With this backdrop, the short-run supply curve is a curve drawn with:
- The vertical axis is the price axis, measuring the price per unit of the good
- The horizontal axis is the quantity axis, measuring the total quantity supplied at the given price by the total of all the economic actors chosen above.
Note that the short-run supply curve makes sense ceteris paribus -- keeping the other determinants of supply constant.
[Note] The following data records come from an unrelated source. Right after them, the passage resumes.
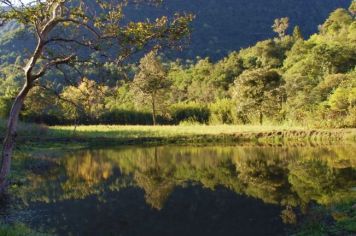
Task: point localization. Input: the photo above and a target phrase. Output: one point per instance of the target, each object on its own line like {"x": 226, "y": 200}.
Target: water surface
{"x": 182, "y": 190}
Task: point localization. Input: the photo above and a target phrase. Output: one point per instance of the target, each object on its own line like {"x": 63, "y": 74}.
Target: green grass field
{"x": 182, "y": 134}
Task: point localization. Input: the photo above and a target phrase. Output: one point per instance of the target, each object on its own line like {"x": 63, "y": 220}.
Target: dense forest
{"x": 292, "y": 78}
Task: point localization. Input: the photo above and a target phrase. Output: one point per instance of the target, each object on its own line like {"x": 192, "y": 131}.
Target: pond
{"x": 186, "y": 190}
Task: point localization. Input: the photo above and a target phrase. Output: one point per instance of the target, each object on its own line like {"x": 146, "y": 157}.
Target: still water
{"x": 182, "y": 190}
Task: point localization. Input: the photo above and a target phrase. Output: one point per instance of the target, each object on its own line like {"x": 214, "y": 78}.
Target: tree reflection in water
{"x": 290, "y": 177}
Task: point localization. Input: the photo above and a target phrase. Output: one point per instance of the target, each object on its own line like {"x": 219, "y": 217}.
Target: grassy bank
{"x": 198, "y": 134}
{"x": 178, "y": 134}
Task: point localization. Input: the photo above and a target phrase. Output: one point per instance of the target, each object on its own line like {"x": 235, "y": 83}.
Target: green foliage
{"x": 192, "y": 112}
{"x": 257, "y": 93}
{"x": 223, "y": 112}
{"x": 18, "y": 230}
{"x": 289, "y": 79}
{"x": 280, "y": 26}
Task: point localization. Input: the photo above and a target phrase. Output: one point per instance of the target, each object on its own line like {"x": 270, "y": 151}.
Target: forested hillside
{"x": 290, "y": 78}
{"x": 221, "y": 26}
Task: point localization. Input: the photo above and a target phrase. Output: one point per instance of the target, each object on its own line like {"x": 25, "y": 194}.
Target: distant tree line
{"x": 287, "y": 79}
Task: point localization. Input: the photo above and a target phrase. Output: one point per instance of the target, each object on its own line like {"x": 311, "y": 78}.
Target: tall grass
{"x": 25, "y": 129}
{"x": 244, "y": 132}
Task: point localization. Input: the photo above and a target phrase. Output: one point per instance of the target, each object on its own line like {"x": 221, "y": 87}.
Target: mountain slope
{"x": 221, "y": 25}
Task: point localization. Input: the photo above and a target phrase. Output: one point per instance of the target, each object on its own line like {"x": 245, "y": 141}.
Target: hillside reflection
{"x": 284, "y": 176}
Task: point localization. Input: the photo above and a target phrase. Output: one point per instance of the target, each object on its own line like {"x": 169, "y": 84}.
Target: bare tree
{"x": 67, "y": 31}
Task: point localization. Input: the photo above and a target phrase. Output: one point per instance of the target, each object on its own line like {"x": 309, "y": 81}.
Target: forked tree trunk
{"x": 154, "y": 110}
{"x": 10, "y": 136}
For a firm in a perfectly competitive market
Further information: determination of quantity supplied by firm in perfectly competitive market
If the firm operates in a perfectly competitive market, then it is a price-taker, i.e., it has no say about the price of the good; however, it can control the quantity that it produces. In such a case, the short-run supply curve looks like the part of the marginal cost curve that lies to the right of the minimum average variable cost point. We consider three examples:
In the first example, the marginal cost is increasing, starting at zero. In this case, the firm's reservation price (i.e., the minimum price above which it produces a nonzero quantity) is zero and the marginal cost curve is the same as the short-run supply curve.
In the second example, the marginal cost is increasing, but not starting at zero. The minimum, starting value here becomes the reservation price. Below the reservation price, the firm stays idle. The marginal cost curve again coincides with the short-run supply curve.
In the third example, the marginal cost (MC) is initially decreasing, then increasing. The average variable cost (AVC) curve starts out with the marginal cost curve, then decreases but above the MC curve, and then attains its minimum at the point where the curves cross. The point where the curves cross is the minimum AVC value and is the firm's reservation price. The short-run supply curve is the part of the marginal cost curve that lies to the right of the vertical line for minimum AVC.